Caso Jussara Cames

Homem que matou a companheira na Guabiroba é condenado a 18 anos

Em depoimento ao juiz da 1ª Vara Criminal de Pelotas, João Pedro Gouveia da Silveira, disse que ficou "cego" no momento em que desferiu as facadas na vítima

12 de Novembro de 2019 - 17h04 Corrigir A + A -

Por: Giulliane Viêgas
giulliane.viegas@diariopopular.com.br

 (Foto: Carlos Queiroz - DP)

(Foto: Carlos Queiroz - DP)

O Tribunal do Júri condenou na tarde desta terça-feira (12), João Pedro Gouveia da Silveira a 18 anos de reclusão por feminicídio cometido por meio cruel contra a companheira Jussara Guiote Cames, em novembro do ano passado, dentro da casa da vítima, na Guabiroba, bairro Fragata. O crime ocorreu depois que Jussara saiu do sepultamento da mãe, em Canguçu. A sentença foi dada pelo juiz da 1ª Vara Criminal de Pelotas, Régis Adriano Vanzin.

Em depoimento ao magistrado, João Pedro confessou o crime e se disse arrependido.

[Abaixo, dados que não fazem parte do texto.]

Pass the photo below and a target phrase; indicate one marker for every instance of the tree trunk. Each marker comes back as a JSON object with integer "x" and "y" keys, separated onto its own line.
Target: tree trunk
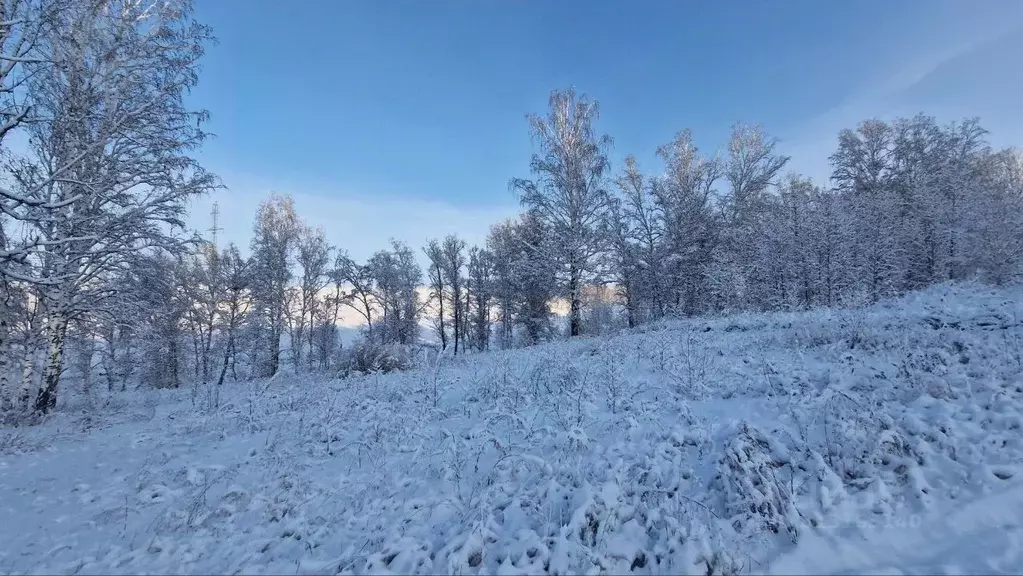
{"x": 575, "y": 313}
{"x": 47, "y": 398}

Gouveia contou que durante o velório da mãe de Jussara, a mulher teria trocado "sorrisinhos" com o ex-marido e isso teria causado ciúmes. Ao retornar para Pelotas, o casal discutiu e Jussara teria partido para cima dele com uma faca em punho e o atingido no peito. Conforme afirmou no Salão do Júri, ele conseguiu desarmar a vítima e depois disso ficou "cego". "Eu não lembro de nada o que aconteceu depois. Eu fiz isso com a mulher que eu amava, fiquei cego. Quero pedir perdão às filhas dela", disse. Jussara foi morta com mais de 15 facadas, algumas delas, conforme apontou a perícia, eram ferimentos que mostram que a vítima tentou se defender dos golpes. Contra o ex-porteiro do Pronto Socorro de Pelotas (PSP), há quatro registros de ocorrência - em 2007, 2011, 2012 e 2014 - por violência doméstica praticada contra suas ex-companheiras.

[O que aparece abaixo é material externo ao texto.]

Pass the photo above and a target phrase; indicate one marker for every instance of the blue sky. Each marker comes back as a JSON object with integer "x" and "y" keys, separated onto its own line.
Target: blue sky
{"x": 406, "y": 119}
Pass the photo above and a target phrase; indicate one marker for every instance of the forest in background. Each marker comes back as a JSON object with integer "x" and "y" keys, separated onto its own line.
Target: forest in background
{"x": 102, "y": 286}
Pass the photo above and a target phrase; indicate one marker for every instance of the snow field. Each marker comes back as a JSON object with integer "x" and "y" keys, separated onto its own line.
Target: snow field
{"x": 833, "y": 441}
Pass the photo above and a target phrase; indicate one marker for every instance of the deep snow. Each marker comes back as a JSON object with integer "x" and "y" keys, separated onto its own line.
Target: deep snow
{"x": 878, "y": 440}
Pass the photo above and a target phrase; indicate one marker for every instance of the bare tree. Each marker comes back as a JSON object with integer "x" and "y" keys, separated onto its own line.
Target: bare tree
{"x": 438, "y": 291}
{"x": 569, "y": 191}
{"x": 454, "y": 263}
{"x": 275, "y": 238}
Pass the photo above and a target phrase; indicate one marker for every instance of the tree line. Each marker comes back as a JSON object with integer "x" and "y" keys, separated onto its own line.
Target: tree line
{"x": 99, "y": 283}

A versão contada pelo acusado de que a vítima teria o atacado, foi contrariada pelo promotor José Olavo dos Passos e pela assistente de acusação, Ingrid Ziebell. Nos autos consta que a filha de Jussara, na época com 16 anos, estava em casa e ouviu os gritos da mãe. Ao chegar na cozinha, a jovem viu Jussara caída no chão e se deparou com João Pedro se autoferindo. "Ele ficou tão cego que conseguiu esfaquear a vítima diversas vezes, guardar o instrumento e fugir. As autoperfurações foram para tentar mostrar uma legítima defesa", falou a acusação aos jurados. Testemunhas ouvidas ao longo do processo afirmaram que João Pedro era possessivo e, inclusive, chegou a instalar um GPS no celular de Jussara para saber do seu paradeiro quando não estava em sua presença.  

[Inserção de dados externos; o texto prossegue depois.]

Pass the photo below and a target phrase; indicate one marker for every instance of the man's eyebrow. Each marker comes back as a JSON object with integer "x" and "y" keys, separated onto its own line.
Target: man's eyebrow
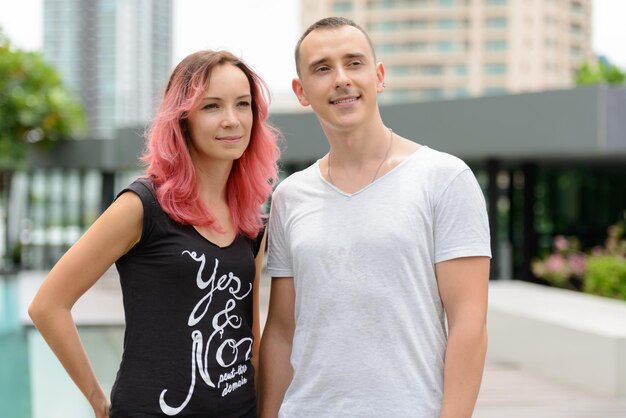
{"x": 346, "y": 56}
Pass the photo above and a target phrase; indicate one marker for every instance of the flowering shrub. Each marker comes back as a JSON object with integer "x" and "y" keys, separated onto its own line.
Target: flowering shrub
{"x": 606, "y": 267}
{"x": 601, "y": 272}
{"x": 565, "y": 266}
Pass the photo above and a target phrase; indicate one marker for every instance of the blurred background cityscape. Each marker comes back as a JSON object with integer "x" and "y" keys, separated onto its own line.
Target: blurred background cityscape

Emocionda, uma das filhas de Jussara, Milene Cames, 23, avalia que a condenação de Gouveia significa que a Justiça foi feita. "É uma alívio para nós, ainda que nada traga a nossa mãe de volta. Todo esse processo foi muito delicado e doloroso. Entendo que além de Justiça, se coloca um ponto final nisso tudo. Não tem um dia que eu não pense na mãe", desabafou.

João Pedro Gouveia da Silveira está recluso no Presídio Regional de Pelotas (PRP) desde o dia do crime. Ele trabalha na enfermaria da cadeia. Logo após a sentença que o manteve preso,  o acusado retornou ao PRP.